April 27, 2024

0 thoughts on “Dialog Imajiner antara Muslim dan David

  1. Dear all,
    Berikut ini diskusi dari topik ini di milis Luqman Al-Hakim, milis sekolah anak saya. Enjoy..!

    Ass. Sudah beberapa waktu ini saya rajin mengikuti dan membaca email dari group karena ketagihan dengan ‘artikel’ bapak yg nano-nano. Setiap hari saya penasaran, kira-kira topiknya apa ya hari ini, he he. Akhirnya di tulisan kali ini saya tidak tahan juga pengen ikutan nimbrung, halal kan pak.
    Perkenalkan saya ortu murid kls 3 an. Wildan, saya biasa dipanggil Putu, mantan kary. Bmi and now I’m being full time mom. Saya terlahir dari ortu yg beragama beda, hindu dan muslim.

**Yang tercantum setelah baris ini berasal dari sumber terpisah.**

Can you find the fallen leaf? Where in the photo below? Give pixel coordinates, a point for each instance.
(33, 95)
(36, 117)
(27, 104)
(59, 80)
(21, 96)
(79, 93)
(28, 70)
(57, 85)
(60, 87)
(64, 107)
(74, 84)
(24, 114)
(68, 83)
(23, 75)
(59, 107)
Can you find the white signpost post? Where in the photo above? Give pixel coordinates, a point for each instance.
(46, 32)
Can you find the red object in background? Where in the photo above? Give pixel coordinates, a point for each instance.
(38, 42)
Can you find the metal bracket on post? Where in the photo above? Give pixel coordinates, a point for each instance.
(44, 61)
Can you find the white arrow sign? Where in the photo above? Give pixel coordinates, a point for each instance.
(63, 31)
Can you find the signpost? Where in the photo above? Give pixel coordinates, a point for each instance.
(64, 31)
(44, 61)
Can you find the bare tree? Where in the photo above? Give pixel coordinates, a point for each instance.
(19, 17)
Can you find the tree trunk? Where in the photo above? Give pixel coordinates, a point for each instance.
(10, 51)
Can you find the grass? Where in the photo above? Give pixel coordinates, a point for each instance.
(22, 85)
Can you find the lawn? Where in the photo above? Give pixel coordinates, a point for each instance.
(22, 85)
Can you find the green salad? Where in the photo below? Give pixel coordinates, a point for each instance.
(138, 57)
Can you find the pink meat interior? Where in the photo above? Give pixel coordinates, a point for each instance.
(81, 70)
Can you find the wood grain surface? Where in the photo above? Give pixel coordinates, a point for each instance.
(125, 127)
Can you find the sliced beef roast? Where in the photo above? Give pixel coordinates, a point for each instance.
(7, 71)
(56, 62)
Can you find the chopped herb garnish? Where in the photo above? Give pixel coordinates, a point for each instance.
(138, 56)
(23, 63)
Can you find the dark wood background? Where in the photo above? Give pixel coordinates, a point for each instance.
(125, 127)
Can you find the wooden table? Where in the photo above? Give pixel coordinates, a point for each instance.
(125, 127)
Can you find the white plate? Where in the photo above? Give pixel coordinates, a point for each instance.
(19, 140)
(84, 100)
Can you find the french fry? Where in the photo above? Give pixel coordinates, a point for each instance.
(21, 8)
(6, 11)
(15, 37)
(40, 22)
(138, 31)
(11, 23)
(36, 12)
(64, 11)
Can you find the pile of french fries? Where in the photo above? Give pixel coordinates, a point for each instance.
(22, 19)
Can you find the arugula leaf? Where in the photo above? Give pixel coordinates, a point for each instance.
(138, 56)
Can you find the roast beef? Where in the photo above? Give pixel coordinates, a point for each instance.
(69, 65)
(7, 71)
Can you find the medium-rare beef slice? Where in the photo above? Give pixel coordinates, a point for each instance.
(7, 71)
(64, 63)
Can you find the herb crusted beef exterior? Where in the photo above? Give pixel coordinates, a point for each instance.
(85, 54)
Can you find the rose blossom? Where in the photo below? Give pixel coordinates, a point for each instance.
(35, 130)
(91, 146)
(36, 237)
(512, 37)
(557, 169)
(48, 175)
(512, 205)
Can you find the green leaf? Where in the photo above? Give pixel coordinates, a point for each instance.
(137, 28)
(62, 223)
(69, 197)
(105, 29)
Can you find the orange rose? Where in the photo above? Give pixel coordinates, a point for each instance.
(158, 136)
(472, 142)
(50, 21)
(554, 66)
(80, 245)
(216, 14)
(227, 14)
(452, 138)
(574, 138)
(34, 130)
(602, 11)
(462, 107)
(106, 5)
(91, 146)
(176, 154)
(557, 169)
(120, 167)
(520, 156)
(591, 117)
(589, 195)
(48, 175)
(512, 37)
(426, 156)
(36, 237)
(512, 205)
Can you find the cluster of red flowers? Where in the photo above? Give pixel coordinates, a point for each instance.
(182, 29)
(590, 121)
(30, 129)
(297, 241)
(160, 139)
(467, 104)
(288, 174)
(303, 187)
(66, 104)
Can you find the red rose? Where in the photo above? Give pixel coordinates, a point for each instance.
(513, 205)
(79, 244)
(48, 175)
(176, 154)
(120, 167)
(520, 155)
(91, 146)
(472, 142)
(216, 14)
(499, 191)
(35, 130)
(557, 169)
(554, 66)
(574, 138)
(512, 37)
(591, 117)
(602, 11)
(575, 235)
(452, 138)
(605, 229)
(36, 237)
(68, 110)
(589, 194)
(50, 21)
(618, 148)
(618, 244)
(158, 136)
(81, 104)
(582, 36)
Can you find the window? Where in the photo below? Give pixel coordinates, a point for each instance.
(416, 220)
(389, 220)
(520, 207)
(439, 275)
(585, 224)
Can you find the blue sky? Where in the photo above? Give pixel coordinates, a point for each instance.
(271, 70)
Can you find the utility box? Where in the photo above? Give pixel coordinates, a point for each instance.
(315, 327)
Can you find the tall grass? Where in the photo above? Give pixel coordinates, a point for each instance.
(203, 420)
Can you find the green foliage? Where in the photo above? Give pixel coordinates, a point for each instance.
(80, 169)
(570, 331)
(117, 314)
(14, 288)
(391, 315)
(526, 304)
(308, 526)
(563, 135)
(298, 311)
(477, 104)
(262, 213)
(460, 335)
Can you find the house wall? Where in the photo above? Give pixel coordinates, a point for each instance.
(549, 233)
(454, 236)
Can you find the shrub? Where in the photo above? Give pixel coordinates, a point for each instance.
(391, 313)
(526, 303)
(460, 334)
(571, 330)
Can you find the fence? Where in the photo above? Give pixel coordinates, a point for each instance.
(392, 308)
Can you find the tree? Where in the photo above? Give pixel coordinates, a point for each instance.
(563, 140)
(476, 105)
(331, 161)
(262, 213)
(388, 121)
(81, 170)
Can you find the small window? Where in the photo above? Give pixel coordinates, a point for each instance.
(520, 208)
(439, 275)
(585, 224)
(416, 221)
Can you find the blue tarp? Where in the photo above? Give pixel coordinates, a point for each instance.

Saya dan adik2pun pernah bersekolah di sekolah katolik.
    Dari saat saya mulai menjadi mualaf ‘hal’ pertama yg saya dengar adalah bhw org muslim dilarang mengucapkan selamat natal kpd umat nasrani. Why ???????
    Pertanyaan itu selama 22 th menghantui saya, karena dari entah yg keberapa kali saya bertanya ke pihak2 yg saya anggap berkompeten jawabannya selalu berbeda.
    Alhamdulilah saya selalu mengucapkan selamat natal kepada teman2 saya yg merayakannya. For me its ok why not karena itu adalah sebagian dari suatu toleransi, saya sangat menyadarinya krn saya hidup dlm perbedaan itu. Isu ttg hal ini ternyata tdk pernah selesai. Saya setuju dg bapak, adalah lebay atau berlebihan jika menyamakan , mengucapkan syahadat dengan mengucapkan selamat hari raya kpd umat nasrani. Apakah akidah umat muslim akan rusak hanya krn
    mengucapkan selamat natal? saya prihatin dg polemik ini, krn berpengaruh kepada anak2, bukankah sejak dari kanak2 kita harusnya mengenalkan toleransi, bukannya tdk mungin ini akan menimbulkan bibit perpecahan, ngeri saya membayangkan akibatnya krn masing2 merasa benar. As a moslem mungkin ilmu yg saya punya msh sangat dangkal tapi saya begitu yakin bhw semua ucapan natal yg pernah saya
    sampaikan kepada teman maupun saudara hingga saat ini adalah ucapan tulus sesama manusia sesama makhluk ciptaan- Nya dan membuat hubungan kami semakin baik.
    Menurut saya insya allah tidak ada akidah yg rusak hanya gara2 menyampaikan selamat natal. Terima kasih pak Satria, karena sharing topik ini.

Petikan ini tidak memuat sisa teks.